第3章24 和解
「アクラさん、あなたが辛い思いをしてるのはわかるよ。でも、全部一人で背負ってるようなその態度は自惚れてるんじゃないの?」
「……」
「ユ、ユニ…?」
ユニがアクラに暴言とも取れる言葉を言い放つ。それに対しアクラからは何も反応が返ってこないが、フリンにとってはそれが嵐の前の静けではないかと不安で堪らなかった。
ユニが云う。
「みんな必死で戦ってたんでしょ?アクラさんだって、ヤオフーさんだって、ダキニさんも…。
みんな、大切な人たちを守るために必死で戦ったんじゃないの?
確かにダキニさんは亡くなってしまったけど、最後まで国民たちを守るために必死だった。自分の身も顧みないで…。
そうして繋いできた生命でしょう!?
みんながお互いに救いあった生命でしょう?
なのに、なんで生きてるあなたが死んだみたいにしてるのよ!」
ユニが嗚咽を漏らしている。とめどなく溢れてくる涙も気にせずアクラに呼びかける。
フリンはその様子を黙って見つめていた。
「ヤオフーさんは…盗賊行為自体は良くないことだけど、お姉さんの意思を継いで、騎士として王女として、これ以上悲しみを広げないように奴らと戦うことを選んだわ。
アクラさんはどうなの?
なんでまだそのギアに乗っているの!?」
「……」
「何とか言ってよ!」
「うぅ…」
「えっ?」
突然通信に割込み呻き声が聞こえた。全員の意識が傍らに倒れるギアに注がれる。声の主はヤオフーだった。パードレは先程の姿勢のまま動いてはいないが、ヤオフーは意識を取り戻したようだ。
「ヤオフーさん!無事なの!?」
「お嬢ちゃんがあんまり叫ぶからね。ゆっくり寝てもいられないよ。それよりアクラ、あんた随分な事してくれたね。こっちの武装を全部潰してくれて」
ヤオフーのギアスティグマータ・パードレは先の戦いでビームを撃っていた腕を潰されている。また先程は気づかなかったが、もう片方の腕やその特徴的な翼も破壊されているようだった。
「どうしても奴らと戦いたいのか?せっかく助かった生命なのに無駄にするつもりなのか?」
アクラの重い口が開かれる。
「お前たちが俺の力を当てにしてる事はわかってた。だから俺が戦わなければ、復讐だっていずれ諦めると思ってた。あいつが、ダキニが生かしたお前たちを死なせたくなかった」
アクラが続ける。
「しかしお前たちは新たなパイロットを捕らえ、人質を使って従わせようとした。もうあいつが愛したお前たちはいなくなってしまったと思ったよ。

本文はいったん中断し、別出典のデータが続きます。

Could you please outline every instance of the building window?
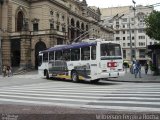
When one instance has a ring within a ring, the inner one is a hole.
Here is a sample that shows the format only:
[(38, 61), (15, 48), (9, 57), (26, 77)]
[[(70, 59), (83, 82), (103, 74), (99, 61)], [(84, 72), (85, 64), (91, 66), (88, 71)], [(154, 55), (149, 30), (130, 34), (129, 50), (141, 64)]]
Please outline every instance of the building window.
[(138, 38), (139, 39), (145, 39), (145, 36), (139, 36)]
[(120, 37), (116, 37), (116, 40), (120, 40)]
[(139, 46), (145, 46), (145, 42), (139, 42)]
[(140, 49), (139, 50), (139, 58), (145, 58), (145, 50), (143, 50), (143, 49)]
[(50, 11), (50, 15), (53, 15), (53, 11)]
[(126, 58), (126, 50), (123, 50), (123, 58)]
[(38, 23), (33, 23), (33, 31), (38, 31)]

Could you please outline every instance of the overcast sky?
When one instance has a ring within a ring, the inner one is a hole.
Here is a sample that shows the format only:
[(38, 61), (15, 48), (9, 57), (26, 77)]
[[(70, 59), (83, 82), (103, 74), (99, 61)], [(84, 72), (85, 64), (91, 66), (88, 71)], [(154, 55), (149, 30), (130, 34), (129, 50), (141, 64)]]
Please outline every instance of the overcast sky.
[[(132, 0), (86, 0), (88, 6), (96, 6), (99, 8), (117, 7), (117, 6), (127, 6), (133, 5)], [(156, 10), (160, 11), (160, 0), (134, 0), (136, 5), (152, 5), (159, 3)]]

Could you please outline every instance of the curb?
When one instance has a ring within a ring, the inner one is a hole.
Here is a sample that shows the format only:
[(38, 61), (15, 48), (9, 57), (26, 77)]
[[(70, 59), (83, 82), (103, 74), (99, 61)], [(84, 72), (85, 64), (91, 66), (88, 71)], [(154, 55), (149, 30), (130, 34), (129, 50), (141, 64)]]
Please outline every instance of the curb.
[(107, 79), (105, 81), (132, 82), (132, 83), (160, 83), (160, 80), (114, 80), (114, 79)]

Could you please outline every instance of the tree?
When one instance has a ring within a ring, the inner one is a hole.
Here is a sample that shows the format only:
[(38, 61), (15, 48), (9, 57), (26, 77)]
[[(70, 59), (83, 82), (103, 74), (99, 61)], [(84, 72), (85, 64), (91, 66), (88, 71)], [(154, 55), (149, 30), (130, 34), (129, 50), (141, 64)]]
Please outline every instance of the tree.
[(145, 19), (146, 34), (155, 40), (160, 41), (160, 11), (152, 11), (151, 14)]

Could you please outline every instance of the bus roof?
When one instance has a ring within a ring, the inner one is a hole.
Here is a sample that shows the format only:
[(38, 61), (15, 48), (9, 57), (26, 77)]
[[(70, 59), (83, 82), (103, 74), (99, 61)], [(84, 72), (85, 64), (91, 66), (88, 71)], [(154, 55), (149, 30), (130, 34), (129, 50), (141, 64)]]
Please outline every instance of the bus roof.
[(51, 52), (51, 51), (59, 51), (59, 50), (67, 50), (67, 49), (74, 49), (74, 48), (81, 48), (81, 47), (87, 47), (87, 46), (95, 46), (97, 45), (97, 42), (81, 42), (81, 43), (73, 43), (70, 45), (60, 45), (48, 48), (47, 50), (41, 51), (43, 52)]

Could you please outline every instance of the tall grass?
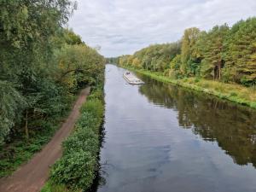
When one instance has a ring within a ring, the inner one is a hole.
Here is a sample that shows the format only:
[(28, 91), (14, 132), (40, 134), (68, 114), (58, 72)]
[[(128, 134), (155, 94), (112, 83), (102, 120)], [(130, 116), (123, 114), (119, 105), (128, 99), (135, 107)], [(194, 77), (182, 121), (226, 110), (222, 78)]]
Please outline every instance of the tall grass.
[(207, 80), (198, 78), (189, 78), (183, 79), (174, 79), (164, 76), (160, 73), (154, 73), (142, 69), (128, 67), (131, 71), (151, 77), (152, 79), (181, 85), (198, 91), (214, 95), (222, 99), (246, 105), (256, 108), (256, 90), (236, 84), (225, 84), (219, 81)]
[(63, 142), (63, 155), (52, 166), (43, 192), (85, 191), (90, 188), (99, 168), (102, 98), (102, 90), (95, 90), (81, 107), (74, 131)]

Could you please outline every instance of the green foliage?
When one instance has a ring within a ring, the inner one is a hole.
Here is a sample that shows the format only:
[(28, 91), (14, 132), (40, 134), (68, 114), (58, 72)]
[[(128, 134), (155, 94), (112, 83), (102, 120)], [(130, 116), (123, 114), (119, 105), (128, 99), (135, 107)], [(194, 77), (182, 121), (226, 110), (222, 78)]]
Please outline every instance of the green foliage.
[[(102, 95), (102, 96), (100, 96)], [(103, 119), (102, 90), (96, 89), (80, 109), (74, 132), (63, 143), (63, 156), (55, 162), (50, 172), (55, 185), (67, 189), (88, 189), (98, 169), (100, 127)]]
[(0, 1), (0, 177), (49, 140), (79, 89), (102, 84), (104, 58), (63, 28), (73, 6)]
[(256, 18), (233, 26), (225, 41), (229, 79), (246, 86), (256, 84)]
[(172, 79), (198, 77), (256, 84), (256, 18), (209, 32), (186, 29), (180, 42), (150, 45), (133, 55), (112, 58), (119, 65), (163, 72)]
[(95, 177), (96, 159), (82, 149), (67, 154), (56, 161), (51, 179), (70, 189), (88, 189)]

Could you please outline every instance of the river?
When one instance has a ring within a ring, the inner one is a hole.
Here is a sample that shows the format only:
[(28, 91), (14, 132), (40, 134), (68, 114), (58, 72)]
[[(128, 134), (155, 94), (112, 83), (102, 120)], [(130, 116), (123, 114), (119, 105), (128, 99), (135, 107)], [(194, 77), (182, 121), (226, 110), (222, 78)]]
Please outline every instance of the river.
[(98, 192), (255, 192), (256, 112), (106, 66)]

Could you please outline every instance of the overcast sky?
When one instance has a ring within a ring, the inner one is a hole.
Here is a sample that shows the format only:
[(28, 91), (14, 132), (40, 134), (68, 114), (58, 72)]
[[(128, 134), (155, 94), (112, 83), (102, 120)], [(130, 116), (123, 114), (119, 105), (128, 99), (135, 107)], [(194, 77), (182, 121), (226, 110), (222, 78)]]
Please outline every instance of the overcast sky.
[(256, 16), (256, 0), (77, 0), (69, 27), (104, 56), (177, 41), (184, 29), (208, 30)]

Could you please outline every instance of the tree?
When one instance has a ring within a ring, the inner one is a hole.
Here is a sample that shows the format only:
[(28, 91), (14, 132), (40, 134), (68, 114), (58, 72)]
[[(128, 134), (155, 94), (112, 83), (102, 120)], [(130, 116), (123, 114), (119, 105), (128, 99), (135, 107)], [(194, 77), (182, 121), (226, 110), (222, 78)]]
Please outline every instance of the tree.
[(245, 85), (256, 84), (256, 18), (241, 20), (225, 41), (225, 75)]
[(191, 69), (191, 66), (196, 61), (197, 54), (195, 52), (196, 49), (195, 48), (195, 45), (199, 36), (200, 30), (198, 28), (193, 27), (185, 30), (182, 39), (181, 69), (183, 74), (188, 74), (189, 76), (195, 75), (195, 67), (193, 67), (192, 70), (189, 69)]
[(224, 41), (229, 30), (227, 25), (216, 26), (204, 36), (205, 48), (201, 50), (204, 59), (201, 69), (203, 77), (221, 79), (221, 71), (224, 66)]

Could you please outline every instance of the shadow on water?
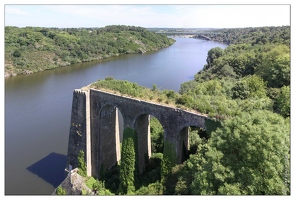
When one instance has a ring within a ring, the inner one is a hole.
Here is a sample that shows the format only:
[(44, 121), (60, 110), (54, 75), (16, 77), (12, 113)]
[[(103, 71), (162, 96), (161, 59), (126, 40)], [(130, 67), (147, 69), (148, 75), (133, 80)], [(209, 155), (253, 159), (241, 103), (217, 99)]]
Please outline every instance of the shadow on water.
[(65, 179), (66, 161), (66, 155), (52, 152), (48, 154), (48, 156), (29, 166), (27, 170), (36, 174), (56, 188)]

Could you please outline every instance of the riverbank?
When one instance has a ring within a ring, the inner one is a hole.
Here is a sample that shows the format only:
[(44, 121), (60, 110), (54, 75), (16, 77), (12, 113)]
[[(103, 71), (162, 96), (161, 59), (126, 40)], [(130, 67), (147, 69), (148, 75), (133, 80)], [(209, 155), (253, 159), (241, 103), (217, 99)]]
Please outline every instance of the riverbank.
[(172, 38), (134, 26), (5, 27), (5, 78), (169, 47)]

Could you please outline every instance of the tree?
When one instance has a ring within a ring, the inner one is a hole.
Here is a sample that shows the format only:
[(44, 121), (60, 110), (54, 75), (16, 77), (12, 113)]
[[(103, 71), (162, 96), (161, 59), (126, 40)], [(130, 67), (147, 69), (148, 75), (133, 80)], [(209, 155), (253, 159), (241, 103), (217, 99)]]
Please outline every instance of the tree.
[(290, 194), (290, 124), (270, 111), (242, 113), (212, 132), (198, 194)]
[(135, 132), (127, 128), (123, 133), (119, 192), (133, 194), (135, 173)]
[(207, 55), (207, 63), (208, 63), (208, 68), (211, 67), (213, 61), (217, 58), (219, 58), (220, 56), (223, 55), (223, 49), (220, 47), (215, 47), (212, 48), (208, 51), (208, 55)]
[(282, 116), (290, 116), (290, 104), (290, 86), (283, 86), (277, 99), (277, 107)]
[(67, 195), (67, 191), (60, 185), (56, 188), (57, 195)]
[(87, 176), (87, 171), (86, 171), (86, 163), (84, 160), (84, 151), (80, 150), (78, 154), (78, 173), (81, 176), (86, 177)]
[(269, 87), (290, 85), (290, 47), (277, 45), (270, 48), (262, 55), (262, 64), (257, 67), (256, 74), (267, 81)]

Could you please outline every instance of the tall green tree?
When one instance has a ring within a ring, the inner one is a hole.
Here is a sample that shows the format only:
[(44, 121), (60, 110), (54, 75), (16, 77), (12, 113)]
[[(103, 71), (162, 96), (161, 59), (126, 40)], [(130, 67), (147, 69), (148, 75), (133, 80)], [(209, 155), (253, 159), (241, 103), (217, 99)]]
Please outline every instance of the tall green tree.
[(127, 128), (123, 133), (122, 153), (120, 163), (119, 192), (133, 194), (135, 192), (135, 131)]
[(277, 99), (279, 113), (284, 117), (290, 117), (291, 104), (290, 86), (283, 86)]

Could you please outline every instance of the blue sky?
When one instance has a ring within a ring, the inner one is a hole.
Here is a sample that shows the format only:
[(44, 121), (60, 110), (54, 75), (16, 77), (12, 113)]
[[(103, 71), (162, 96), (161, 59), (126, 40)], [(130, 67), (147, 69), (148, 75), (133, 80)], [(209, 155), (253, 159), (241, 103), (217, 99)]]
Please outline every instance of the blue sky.
[(286, 4), (16, 4), (5, 5), (4, 12), (5, 26), (18, 27), (76, 28), (121, 24), (147, 28), (238, 28), (291, 25), (290, 5)]

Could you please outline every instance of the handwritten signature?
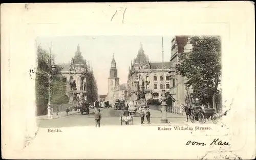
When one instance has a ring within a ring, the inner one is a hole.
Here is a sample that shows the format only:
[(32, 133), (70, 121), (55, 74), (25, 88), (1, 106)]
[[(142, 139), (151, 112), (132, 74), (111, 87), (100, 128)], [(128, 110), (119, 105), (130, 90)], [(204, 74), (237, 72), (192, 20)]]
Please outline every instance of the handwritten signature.
[[(187, 143), (186, 144), (187, 146), (189, 145), (191, 145), (193, 146), (196, 145), (196, 146), (205, 146), (207, 145), (206, 143), (201, 143), (201, 142), (198, 142), (196, 141), (187, 141)], [(222, 141), (219, 141), (219, 139), (215, 139), (214, 140), (211, 142), (211, 143), (210, 144), (210, 146), (211, 145), (220, 145), (220, 146), (223, 146), (223, 145), (226, 145), (226, 146), (230, 146), (230, 145), (229, 144), (229, 142), (222, 142)]]

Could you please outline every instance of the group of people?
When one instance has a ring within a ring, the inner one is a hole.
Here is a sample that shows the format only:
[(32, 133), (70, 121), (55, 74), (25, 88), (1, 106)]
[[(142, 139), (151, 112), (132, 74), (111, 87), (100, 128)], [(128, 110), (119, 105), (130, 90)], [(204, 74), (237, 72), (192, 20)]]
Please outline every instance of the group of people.
[[(141, 116), (141, 123), (144, 124), (144, 120), (145, 119), (145, 117), (146, 117), (146, 120), (147, 121), (147, 123), (151, 123), (150, 122), (150, 109), (148, 107), (145, 106), (144, 108), (142, 108), (140, 110), (140, 116)], [(126, 108), (125, 111), (124, 111), (123, 113), (124, 117), (128, 117), (131, 115), (131, 113), (128, 111), (128, 108)], [(125, 125), (129, 124), (129, 122), (125, 121)]]
[(145, 106), (142, 108), (141, 110), (140, 115), (141, 117), (141, 124), (144, 124), (144, 119), (145, 119), (145, 116), (146, 117), (147, 123), (151, 123), (150, 122), (150, 109), (148, 107)]

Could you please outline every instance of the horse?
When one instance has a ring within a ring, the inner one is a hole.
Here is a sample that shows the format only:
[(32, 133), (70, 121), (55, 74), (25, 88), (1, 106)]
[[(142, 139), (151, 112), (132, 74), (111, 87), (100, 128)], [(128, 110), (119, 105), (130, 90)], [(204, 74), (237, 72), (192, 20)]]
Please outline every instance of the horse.
[(191, 115), (191, 107), (184, 106), (185, 113), (186, 113), (186, 117), (187, 117), (187, 122), (188, 121), (188, 117)]

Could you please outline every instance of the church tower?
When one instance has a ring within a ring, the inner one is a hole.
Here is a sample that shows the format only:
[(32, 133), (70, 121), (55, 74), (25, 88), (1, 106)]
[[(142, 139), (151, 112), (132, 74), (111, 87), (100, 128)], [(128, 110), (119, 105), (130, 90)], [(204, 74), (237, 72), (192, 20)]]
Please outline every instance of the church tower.
[(116, 63), (113, 55), (112, 61), (111, 61), (111, 67), (110, 70), (110, 76), (108, 82), (108, 99), (110, 102), (113, 103), (117, 97), (115, 95), (115, 91), (119, 90), (119, 78), (117, 75), (117, 69), (116, 69)]
[(118, 87), (119, 86), (119, 78), (117, 76), (117, 69), (116, 69), (116, 61), (114, 58), (114, 54), (110, 70), (108, 86), (108, 92), (113, 92), (119, 89)]

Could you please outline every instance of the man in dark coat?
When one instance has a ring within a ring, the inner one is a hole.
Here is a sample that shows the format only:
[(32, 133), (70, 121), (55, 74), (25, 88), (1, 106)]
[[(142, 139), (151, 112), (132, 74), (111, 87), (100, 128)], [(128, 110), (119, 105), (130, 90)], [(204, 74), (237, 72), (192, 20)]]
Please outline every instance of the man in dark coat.
[(101, 119), (101, 114), (100, 114), (100, 109), (98, 109), (95, 111), (94, 113), (94, 118), (95, 119), (96, 122), (96, 127), (98, 126), (99, 127), (100, 127), (100, 120)]
[[(125, 109), (125, 111), (123, 112), (123, 116), (124, 117), (128, 117), (130, 115), (130, 112), (128, 111), (128, 108)], [(129, 124), (129, 122), (126, 122), (125, 121), (125, 124)]]
[(146, 120), (147, 121), (147, 123), (150, 123), (150, 110), (149, 109), (147, 109), (146, 111)]

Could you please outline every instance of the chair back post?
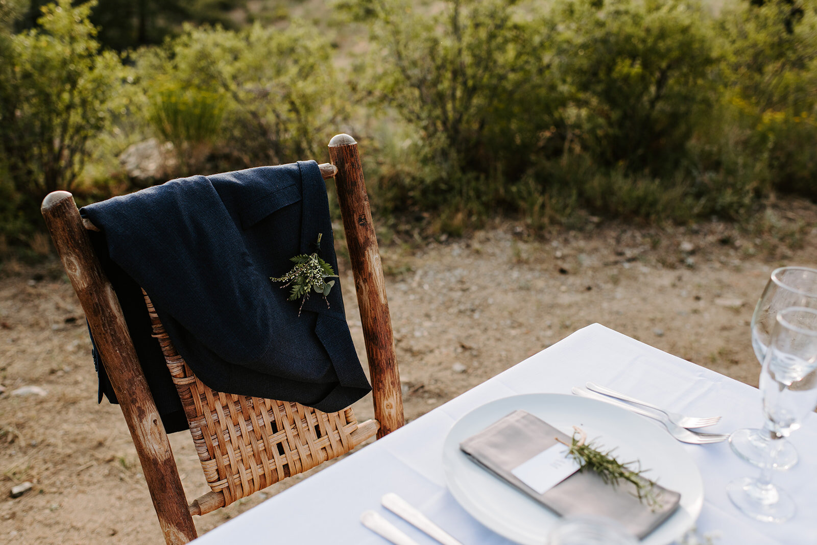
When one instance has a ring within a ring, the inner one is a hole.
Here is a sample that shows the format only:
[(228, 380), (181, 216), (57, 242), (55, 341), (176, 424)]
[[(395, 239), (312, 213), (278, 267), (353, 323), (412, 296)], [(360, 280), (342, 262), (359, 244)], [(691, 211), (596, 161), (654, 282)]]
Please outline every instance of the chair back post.
[(94, 253), (71, 193), (49, 193), (41, 211), (105, 362), (165, 540), (168, 545), (186, 543), (197, 537), (196, 529), (119, 301)]
[(349, 135), (334, 136), (329, 141), (329, 157), (337, 167), (335, 184), (360, 308), (374, 397), (374, 418), (380, 423), (379, 439), (404, 423), (403, 395), (389, 304), (386, 299), (383, 267), (357, 142)]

どうしても奴らを討つのをやめないって言うなら、お前らを腕付くでも止めて俺一人でやろうと思ってた。
でも、それも自惚れなんだよな?そうだろ?嬢ちゃん」
「そ、それは…」
アクラの本意を聞きユニは狼狽えてしまう。
「どちらにしろ、ギアがこうなったら俺だけじゃもうどうにもできないがな」
「お前が私たちにした事を忘れる事はできないが、これから手を貸すつもりがあるならギアは修理してやってもいいぞ」
一番損傷が激しく身動き一つ取れないパードレから、ヤオフーがアクラに云った。
その場にいる全員がアクラの返答に注目する。一瞬、ほんの一瞬の間ではあったが、スティンガーを分厚い装甲から溢れ出るアクラの覚悟の強さとも取れる濃厚なオーラは周囲の者たちの身を引き締めさせた。
そして長い長い一瞬が過ぎ——
「ふん。勝手にしろ…」
そう云ってアクラは投降した。
三機はフォックスハウンドに収容され修理を受ける。
気高く意志の強さに溢れた狐の亜人ヤオフー。
気難しく口数が少ないが騎士の誇りを持った鬼のようなアクラ。
フリンは彼らに流される形で砂漠の狐に同行することとなる。
二人の騎士と共に世界の果てに待ち受けるものに辿り付く事はできるのだろうか。